In fact, there is a negative answer provable in ZFC. Since we have choice, well-order the interval $[0,1]$. Then let $x\sqsubset y$ if and only if the well-order agrees with the standard order of the reals and $x<y$. Then $[0,1]$ with the ordering $\sqsubset$ is an uncountable poset with neither an uncountable chain nor an uncountable anti-chain.

Consider any uncountable $S\subseteq[0,1]$. Let $z$ be the infimum of the set $$\{x\in [0,1]|\text{ there are uncountably many }y<x\text{ with }y\in S\}$$ $S$ cannot be a chain since otherwise, a countable increasing sequence of elements of $S$ converging to $z$ would be cofinal in $\omega_1$.

Similarly, we can take $w$ to be the supremum of the set $$\{x\in [0,1]|\text{ there are uncountably many }y>x\text{ with }y\in S\}$$ Then if $S$ was an anti-chain, then a countable decreasing sequence (according to the standard ordering of the reals) in $S$ would again be cofinal in $\omega_1$.

Solution 2:

A Suslin tree is a poset (in fact, a tree) that has cardinality $\omega_1$ but every chain and every antichain is countable.
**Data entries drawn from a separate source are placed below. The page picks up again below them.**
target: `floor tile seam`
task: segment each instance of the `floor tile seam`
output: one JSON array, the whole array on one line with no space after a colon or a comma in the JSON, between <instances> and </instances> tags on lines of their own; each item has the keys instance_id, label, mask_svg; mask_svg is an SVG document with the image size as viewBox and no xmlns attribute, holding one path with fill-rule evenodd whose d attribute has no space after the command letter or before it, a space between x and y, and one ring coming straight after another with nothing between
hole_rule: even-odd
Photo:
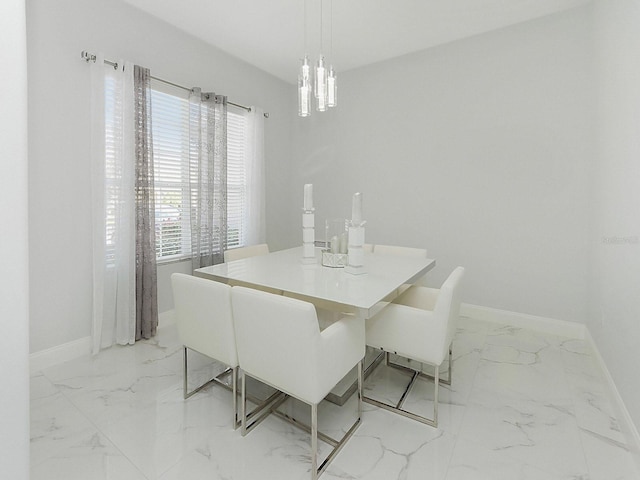
<instances>
[{"instance_id":1,"label":"floor tile seam","mask_svg":"<svg viewBox=\"0 0 640 480\"><path fill-rule=\"evenodd\" d=\"M511 460L514 463L517 463L518 465L528 465L531 466L537 470L539 470L540 472L545 472L547 474L549 474L549 476L553 476L553 477L557 477L558 475L562 475L563 472L561 472L560 470L556 470L556 469L550 469L547 468L546 466L541 466L538 465L536 463L532 463L529 460L523 460L520 456L518 455L514 455L513 453L511 453L511 448L513 448L513 446L510 447L505 447L505 448L499 448L499 449L493 449L493 448L489 448L487 447L485 444L477 441L475 438L471 438L469 436L465 436L465 435L460 435L459 438L465 442L469 442L473 445L476 445L478 447L480 447L481 449L487 449L489 451L491 451L492 453L496 454L496 455L504 455L505 457L507 457L509 460ZM581 444L581 451L584 454L584 447L582 447ZM587 471L584 473L590 473L590 471L588 470L589 466L586 463L586 459L585 459L585 463L584 463L585 467L587 468ZM582 478L582 477L571 477L571 478ZM592 477L588 477L588 478L592 478Z\"/></svg>"},{"instance_id":2,"label":"floor tile seam","mask_svg":"<svg viewBox=\"0 0 640 480\"><path fill-rule=\"evenodd\" d=\"M124 452L120 449L120 447L116 444L116 442L114 442L109 437L109 435L106 434L106 432L104 432L98 425L95 424L95 422L93 422L91 420L91 418L89 418L84 412L82 412L82 410L80 408L78 408L78 406L75 405L68 397L66 397L63 392L60 392L60 394L65 398L65 400L67 400L67 402L69 402L71 407L74 408L80 414L80 416L82 418L84 418L85 420L87 420L89 422L89 424L86 427L82 428L79 432L75 432L73 437L79 438L80 436L85 435L85 434L94 435L96 433L101 435L102 437L104 437L109 442L109 445L114 449L113 453L118 453L120 456L122 456L122 458L126 459L136 469L136 471L138 471L140 473L140 475L143 478L145 478L147 480L151 480L144 474L144 472L142 472L140 470L140 468L138 468L138 466L133 462L133 460L131 460L127 455L124 454ZM69 438L69 437L67 437L67 438ZM56 442L56 440L53 440L53 441ZM29 443L31 445L31 440L30 440ZM42 460L39 460L39 461L37 461L35 463L32 463L30 461L30 468L32 468L34 466L42 465L43 463L45 463L47 461L51 461L52 459L55 459L55 458L59 458L59 459L68 458L67 455L64 455L64 452L68 451L69 448L70 447L59 446L58 449L55 451L54 455L48 456L47 458L43 458ZM108 455L113 456L113 453L112 454L108 454Z\"/></svg>"},{"instance_id":3,"label":"floor tile seam","mask_svg":"<svg viewBox=\"0 0 640 480\"><path fill-rule=\"evenodd\" d=\"M589 346L589 357L592 360L595 360L593 347L590 346L588 344L588 342L585 342L584 340L583 340L583 342L587 346ZM562 362L563 362L563 369L564 369L565 376L567 376L567 377L571 376L572 375L571 372L567 371L567 363L566 363L566 360L565 360L564 356L562 356ZM610 412L609 413L603 412L600 409L598 409L598 411L600 413L602 413L603 415L608 415L610 418L613 417L616 420L616 422L618 422L618 424L620 424L620 420L619 420L619 418L617 416L617 412L615 410L615 406L614 406L614 403L613 403L614 402L614 395L611 392L611 389L609 388L609 385L607 384L607 382L604 379L604 372L601 371L602 370L601 366L598 364L598 362L595 362L595 363L597 365L598 372L599 372L598 379L597 379L598 382L597 383L598 383L598 387L600 387L600 389L599 389L599 391L597 393L599 393L599 394L601 393L603 395L604 399L607 402L607 406L610 408ZM571 385L571 391L572 391L572 399L571 400L573 402L573 408L574 408L574 411L575 411L576 424L578 426L578 429L580 431L584 431L584 432L587 432L587 433L592 433L592 434L594 434L596 436L600 436L600 437L609 439L612 442L614 442L614 443L618 444L619 446L621 446L621 447L623 447L623 448L628 450L628 446L626 445L626 443L623 446L623 445L620 444L620 442L616 441L613 437L611 437L609 435L606 435L606 434L595 432L592 429L588 428L587 426L581 425L581 423L583 423L583 422L581 421L580 418L578 418L578 403L577 402L579 400L579 398L578 398L579 395L576 395L575 390L579 390L579 389L577 389L575 385ZM590 417L591 417L591 415L590 415ZM621 435L624 435L624 433L621 432L621 431L619 431L619 433ZM584 443L582 441L582 435L580 435L580 442L581 442L581 445L582 445L583 452L585 452L585 461L586 461L586 450L584 449ZM588 463L587 463L587 466L588 466Z\"/></svg>"}]
</instances>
The existence of a Suslin tree is neither provable nor disprovable in ZFC. Therefore, your question does not have an affirmitive answer provable in ZFC.

I do not know whether it has a negative answer (using something other than Suslin trees) provable in ZFC. Aubrey da Cunha has given a proof that the answer to the question is "no". That answer should be accepted over this one.